Es hat leicht ironische Züge, dass ausgerechnet die Privatsender, die ihr Programm zu Zeiten der MA-Befragung bis fast zu Unhörbarkeit mit Gewinnspiel-Beiträgen zupflastern, nun dem Bayerischen Rundfunk vorwerfen, dieselbe Taktik anzuwenden. In einer Stellungnahme der Vereinigung Bayerischer Rundfunkanbieter (VBRA), der unter anderem Sender wie Antenne Bayern, Gong 96.3 und RT1 angehören, heißt es: "Mit Jahresbeginn quellen die Massenprogramme des Bayerischen Rundfunks, Bayern 1 und Bayern 3, über von kommerziellen Gewinnspielen. Ziel dieser Programmaktionen ist es, dem privaten Hörfunk möglichst viele Hörer abzujagen."

Es stellt sich die Frage, ob gebührenfinanzierte Sender überhaupt in diesem Maße um Quoten (also "korrekte" Antworten bei der Telefonbefragung) buhlen müssen, oder ob sie angesichts ihrer sicheren Finanzierung nicht völlig reichweitenunabhängig agieren sollten. Doch die Vorwürfe der VBRA gehen sogar noch ein ganzes Stück weiter. Denn der BR verlost nicht etwa Preise, die er aus seinem Budget heraus finanziert, sondern Gelder und Sachpreise, die ihm von Werbepartnern in der Privatwirtschaft zur Verfügung gestellt werden. So heißt es etwa beim "Bayern 3 Promi-Quiz", bei dem man dreimal täglich 1.000 bis 3.333,33 Euro gewinnen kann: "Die Gewinnsumme wird von unserem Partner Möbel Höffner zur Verfügung gestellt." Entsprechend oft wird der Partner auch im Programm des Senders erwähnt. Bei Bayern 1 wiederum gibt es täglich Traumreisen zu gewinnen - "möglich gemacht in Kooperation mit Neckermann Reisen".

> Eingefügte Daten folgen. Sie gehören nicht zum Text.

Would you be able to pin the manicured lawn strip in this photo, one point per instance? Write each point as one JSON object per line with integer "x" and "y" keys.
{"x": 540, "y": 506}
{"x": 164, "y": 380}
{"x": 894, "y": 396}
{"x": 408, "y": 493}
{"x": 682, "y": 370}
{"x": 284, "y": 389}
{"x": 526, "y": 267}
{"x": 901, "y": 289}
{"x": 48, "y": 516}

Dies ist der VBRA ein Dorn im Auge, da der BR im Gegensatz zum Privatradio solche Partnergelder vollständig für Gewinnspiele nutzen kann. Während private Sender die Einnahmen von Werbepartnern zunächst einmal zur Finanzierung des eigenen Sendebetriebs brauchen und erst darüber hinaus Gelder in Gewinnspiele investieren können, ist der Sendebetrieb des öffentlich-rechtlichen Rundfunks vollständig durch die Haushaltsabgabe gesichert. "Mit diesem einseitigen Wettbewerbsvorteil im Rücken ist es also kein Wunder, wenn richtig große Geldsummen und Traumreisen dafür eingesetzt werden, damit Bayern 1 und Bayern 3 möglichst viele Hörer in der Umfragezeit an sich ziehen können", so die VBRA.

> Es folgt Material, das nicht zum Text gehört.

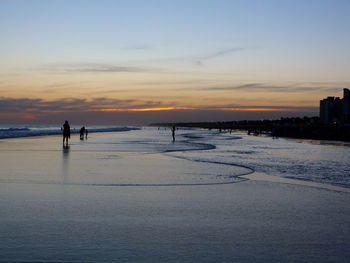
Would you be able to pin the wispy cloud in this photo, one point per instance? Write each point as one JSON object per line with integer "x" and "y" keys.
{"x": 89, "y": 68}
{"x": 261, "y": 87}
{"x": 138, "y": 47}
{"x": 72, "y": 104}
{"x": 218, "y": 53}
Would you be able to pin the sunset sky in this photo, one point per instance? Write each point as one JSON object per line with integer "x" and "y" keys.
{"x": 137, "y": 62}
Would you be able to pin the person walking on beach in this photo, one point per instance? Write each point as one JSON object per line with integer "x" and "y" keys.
{"x": 66, "y": 132}
{"x": 173, "y": 132}
{"x": 82, "y": 132}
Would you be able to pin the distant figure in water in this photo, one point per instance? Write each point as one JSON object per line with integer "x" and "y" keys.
{"x": 82, "y": 132}
{"x": 66, "y": 132}
{"x": 173, "y": 132}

BR weist Kritik deutlich zurück

Die Vereinigung Bayerischer Rundfunkanbieter schätzt, dass die BR-Hörfunksender so pro Jahr "eine deutlich siebenstellige Summe" für Gewinnspiele und Marketingaktivitäten ausgeben. Zur Verfügung gestellt von Partnern, die im Gegenzug sogenannte On-Air-promotion erhalten. Die VBRA nennt dies "wettbewerbsverzerrend und somit vollständig fehl am Platz". BR-Hörfunkdirektor Martin Wagner dementiert den Millionenbetrag jedoch auf AZ-Anfrage: "Die Zahl ist deutlich niedriger."

Philipp von Martius, stellvertretender Fachgruppensprecher Hörfunk der VBRA klagt: "Programm- und Marketingkonzepte werden schonungslos übernommen - und meist noch größer und mit üppigeren Gewinnchancen ausgestattet als sich das private Veranstalter leisten können. Wir sehen darin einen gebührenfinanzierten Verdrängungswettbewerb, der durch den öffentlich-rechtlichen Auftrag nicht gedeckt ist." 

BR-Hörfunkdirektor Wagner weist diese Kritik entschieden zurück: "Zunächst einmal sind Gewinnspielsendungen und Gewinnspiele gemäß den gesetzlichen Regelungen im öffentlich-rechtlichen Rundfunk bzw. beim BR ausdrücklich zulässig. Unterm Strich lässt sich auch sagen, dass sich der Umfang bzw. die Anzahl von Gewinnspielen bei Bayern 1 und Bayern 3 in den vergangenen Jahren nicht vergrößert hat." Die Gewinnspiele seien dazu gedacht, "die Bindung zwischen Publikum und Rundfunkanstalt zu vertiefen". Und weiter: "Die Behauptung, dass wir es leichter hätten als private Sender, Sponsoren an Land zu ziehen, mutet geradezu grotesk an. Das Gegenteil ist der Fall - vor allem wegen der bei uns geltenden strengeren Datenschutz- und Online-Beschränkungen."